Un estudio del INTA revela cómo el manejo agrícola transforma el carbono del suelo
El manejo agrícola no solo impacta sobre la cantidad de carbono presente en el suelo, sino también sobre la forma en que ese carbono se organiza y queda protegido dentro de su estructura. Esa es una de las principales conclusiones de una investigación realizada por el Instituto de Ingeniería Rural (IIR) del INTA, que analizó cómo distintas estrategias productivas modifican los procesos de agregación del suelo y, con ello, su capacidad para conservar la materia orgánica.
El trabajo, encabezado por el investigador Marcos Roba, aporta una nueva mirada sobre la salud de los suelos agrícolas. En lugar de enfocarse únicamente en la cantidad total de carbono, la investigación estudia cómo se distribuye ese carbono dentro de los distintos tipos de agregados, una información que podría convertirse en una herramienta clave para detectar procesos de degradación antes de que sean visibles mediante los indicadores tradicionales.

La estructura del suelo, bajo la lupa
Como parte del estudio, Roba evaluó tres suelos limosos con cinco secuencias de cultivo diferentes para determinar cómo influye la intensidad del manejo agrícola, medida a partir de la cantidad de cultivos por año y de la proporción de gramíneas en la rotación. El análisis comparó agregados biogénicos, originados por la actividad de organismos vivos, con agregados fisicogénicos, generados por procesos físicos, con el objetivo de comprender cómo se organiza y estabiliza la estructura del suelo.
Durante su doctorado, el investigador realizó una estadía de seis meses en el Laboratorio Multiusuario de Ultraestructura de la Universidad Federal Rural de Río de Janeiro (Brasil), donde desarrolló un protocolo innovador para estudiar agregados de suelo mediante microscopía electrónica de barrido y espectroscopía de rayos X. La metodología permitió analizar muestras sin alterar su estructura natural, ofreciendo una visión mucho más precisa de la composición superficial de los agregados.
Gracias a esta técnica fue posible validar científicamente la clasificación visual de los agregados utilizando imágenes de alta resolución y análisis químicos. Además, sobre las mismas muestras se evaluaron propiedades como la hidrofobicidad, la textura, la estabilidad estructural y diferentes fracciones de carbono, integrando toda la información mediante herramientas de estadística multivariada para obtener una interpretación más completa del comportamiento del suelo.

Más intensidad agrícola, más cambios en el carbono
Los resultados mostraron que el manejo agrícola modifica indirectamente el carbono al alterar la estructura del suelo y favorecer distintos mecanismos de agregación.

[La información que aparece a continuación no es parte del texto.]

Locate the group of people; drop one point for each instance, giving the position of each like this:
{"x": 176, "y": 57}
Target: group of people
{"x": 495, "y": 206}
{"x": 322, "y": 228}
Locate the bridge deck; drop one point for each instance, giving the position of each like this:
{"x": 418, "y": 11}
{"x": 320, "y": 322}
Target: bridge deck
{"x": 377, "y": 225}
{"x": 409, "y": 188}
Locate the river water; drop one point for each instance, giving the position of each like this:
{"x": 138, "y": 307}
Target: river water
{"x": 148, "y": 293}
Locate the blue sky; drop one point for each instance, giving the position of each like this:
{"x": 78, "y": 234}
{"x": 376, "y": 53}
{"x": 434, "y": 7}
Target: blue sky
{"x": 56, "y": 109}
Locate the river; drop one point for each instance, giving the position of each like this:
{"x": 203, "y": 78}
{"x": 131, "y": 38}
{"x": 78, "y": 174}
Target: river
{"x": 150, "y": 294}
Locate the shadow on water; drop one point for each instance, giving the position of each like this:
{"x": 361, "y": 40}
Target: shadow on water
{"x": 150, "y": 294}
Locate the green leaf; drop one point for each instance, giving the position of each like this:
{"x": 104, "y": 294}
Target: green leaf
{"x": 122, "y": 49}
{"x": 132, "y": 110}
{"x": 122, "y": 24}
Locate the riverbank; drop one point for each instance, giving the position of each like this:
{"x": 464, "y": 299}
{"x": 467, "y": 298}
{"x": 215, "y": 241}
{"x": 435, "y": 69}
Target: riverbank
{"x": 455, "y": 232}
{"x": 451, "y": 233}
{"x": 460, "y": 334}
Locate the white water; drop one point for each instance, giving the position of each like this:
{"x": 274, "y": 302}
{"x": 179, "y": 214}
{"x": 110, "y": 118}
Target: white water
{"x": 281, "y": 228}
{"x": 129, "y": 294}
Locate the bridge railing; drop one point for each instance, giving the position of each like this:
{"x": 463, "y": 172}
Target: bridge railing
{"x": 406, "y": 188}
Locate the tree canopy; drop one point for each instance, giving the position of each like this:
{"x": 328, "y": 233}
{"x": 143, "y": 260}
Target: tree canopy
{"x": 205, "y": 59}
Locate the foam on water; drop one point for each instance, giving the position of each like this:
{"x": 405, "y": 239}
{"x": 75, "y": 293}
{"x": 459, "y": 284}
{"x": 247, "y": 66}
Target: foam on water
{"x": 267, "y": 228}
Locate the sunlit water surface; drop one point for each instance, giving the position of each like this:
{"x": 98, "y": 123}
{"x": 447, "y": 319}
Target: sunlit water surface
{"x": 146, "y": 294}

A medida que aumenta la intensidad de las secuencias de cultivo, crece la presencia de agregados biogénicos, impulsados por la actividad de microorganismos, raíces y fauna del suelo, elementos que desempeñan un papel fundamental en la protección de la materia orgánica.
En dos de los tres sitios estudiados, estos agregados biogénicos presentaron una mayor concentración de carbono superficial asociado al carbono particulado. Sin embargo, los investigadores advirtieron que esta respuesta no puede generalizarse, ya que las diferencias observadas dependieron tanto de las características de cada ambiente como del grado de degradación previo de los suelos analizados.
“Tanto la degradación como la agregación del suelo implican un cambio en cómo se organiza, se acumula y se protege el carbono”, explicó Roba. Según el especialista, comprender estos procesos permite identificar con mayor precisión el momento en que el suelo comienza a perder capacidad para retener carbono, ofreciendo la posibilidad de ajustar las prácticas de manejo.

Una nueva línea para anticipar la degradación
Los investigadores remarcaron que el estudio no busca determinar si una mayor intensidad agrícola es positiva o negativa por sí sola. El verdadero desafío consiste en evaluar si ese nivel de manejo es compatible con la capacidad del ambiente para conservar su estructura, mantener la materia orgánica y evitar procesos de degradación.
En ese sentido, el trabajo propone utilizar la organización del suelo a través de sus agregados como un posible indicador temprano de cambios estructurales. Aunque los resultados todavía son preliminares y deberán validarse en otros ambientes y sistemas productivos, abren una nueva línea de investigación para comprender mejor el funcionamiento de los suelos agrícolas.